After about an hour of sticking out my thumb to passing cars, a yellow Mustang GT pulled over at a pullout. The driver, Eric, lived in the area, and he often drove the Dragon after work to unwind. The ride he gave me wound me up a bit, but it got me back to my wife a bit before 6 PM. I was thankful and just a little bit nauseous.
My wife was mad at me for about the first 15 seconds. After that, she was glad to have me back. We headed back to base camp for a shower and dinner while we figured out what to do for the rest of the trip.
Friday, October 22, 2010
We chose to stay an extra day, through Saturday, and I would slackpack back to where I made my wrong turn on Little Slickrock Creek. I took the BMT from the bridge near Cheoah Dam and followed the Stiffknee trail as it traced its way along Slickrock Creek. I was quickly joined by a number of bearhounds who would follow me for much of my day’s hike.
I rejoined the BMT just as it prepared to cross Slickrock Creek and begin its parallel of Little Slickrock Creek. Here I ran into Tipi Walter, a regular in this area, and one of the most knowledgeable hikers about the Citico-Kilmer-Slickrock region.
He had to chase one of the bearhounds out of his tent, and I felt bad for him. I then talked to him about my wrong turn from the previous day, and he shared a similar experience in the same spot from when he first started hiking the area over 20 years ago. Then I pushed on, crossing Slickrock Creek and heading up Little Slickrock.
I pushed on hard for a little over half an hour. The trail become increasingly tricky to follow as the water dropped and the trail was confused with the dry streambed. I never found the large trail heading northeast, but I was sufficiently satisfied that I had connected my missing dots to turn around and head home. The Slickrock Creek crossing offers actual signs to help hikers spot where the trail continues on the other side.
I couldn’t help but think this might have been helpful along Little Slickrock Creek as well. After re-crossing Slickrock Creek and waving a farewell to Walter, I pushed up to Yellowhammer Gap and back down to the 129 bridge beside Cheoah Dam.
I grabbed a late lunch of turkey sandwiches at the car and then pushed uphill to the dam overlook.
From there I crossed west over 129 and headed up an old dirt road. If I had not known from the guidebook to turn right off the trail, I would easily have missed the return to single track.
As I headed uphill, the trail tread virtually disappeared in the midst of a burn area. Fortunately, BMT maintainers have flagged the corridor with yellow tape, making it possible to stay found.

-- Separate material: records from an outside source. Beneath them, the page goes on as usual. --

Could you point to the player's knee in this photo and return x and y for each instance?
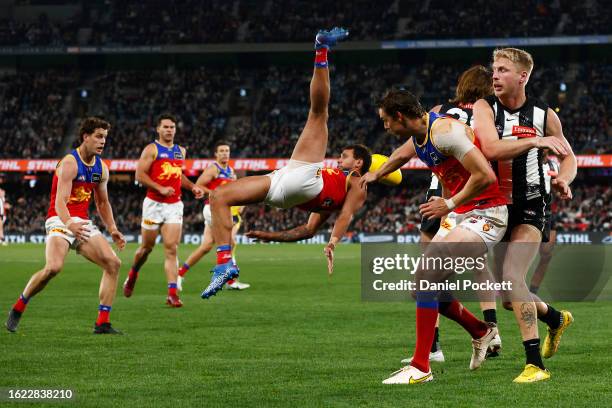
(112, 264)
(51, 270)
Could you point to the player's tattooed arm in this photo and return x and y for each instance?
(304, 231)
(528, 314)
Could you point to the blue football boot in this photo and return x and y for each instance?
(327, 39)
(221, 274)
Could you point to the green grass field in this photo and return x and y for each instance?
(295, 338)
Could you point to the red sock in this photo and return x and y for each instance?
(457, 312)
(21, 304)
(224, 254)
(426, 316)
(183, 269)
(103, 314)
(133, 273)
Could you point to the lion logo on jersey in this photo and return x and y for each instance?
(79, 194)
(170, 171)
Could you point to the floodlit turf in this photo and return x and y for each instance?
(296, 337)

As I finished the 900-foot ascent, I dropped down to a very fast old smooth roadbed.
I put my head down and made the best time I could manage for the next 2 ½ miles. I could hear the rumble of motorcycles at least 20 minutes before I finally emerged onto US 129 at Deals Gap.
I hopped into the car and headed back for one last night at Cheoah Point SP.
Saturday, October 23, 2010
I had seriously considered yellow blazing the 3.5 mile roadwalk along US 129 and NC 28 due to safety concerns. But I decided after walking the main part of the Dragon on Thursday that I could handle the official roadwalk before finishing my section hike.
I stepped off from Deals Gap at 8 AM and made to the motorcycle resort in about 15 minutes.
I had breakfast there with my wife and moved on by 9 AM. In the morning cold, few motorcycles were on the road. I pushed on making excellent time.
I finally had to slow down for motorcycle traffic around 10. I would spend up to a minute at a time off the road, waiting for a string of motorcycles or cars to roll by. Fortunately, I rolled into 20-Mile Ranger Station around 10:15.
It had not been my smoothest BMT section, but it was certainly a memorable one as I headed home.
December will hopefully see me finish the BMT when I walk the length of Great Smoky Mountain National Park.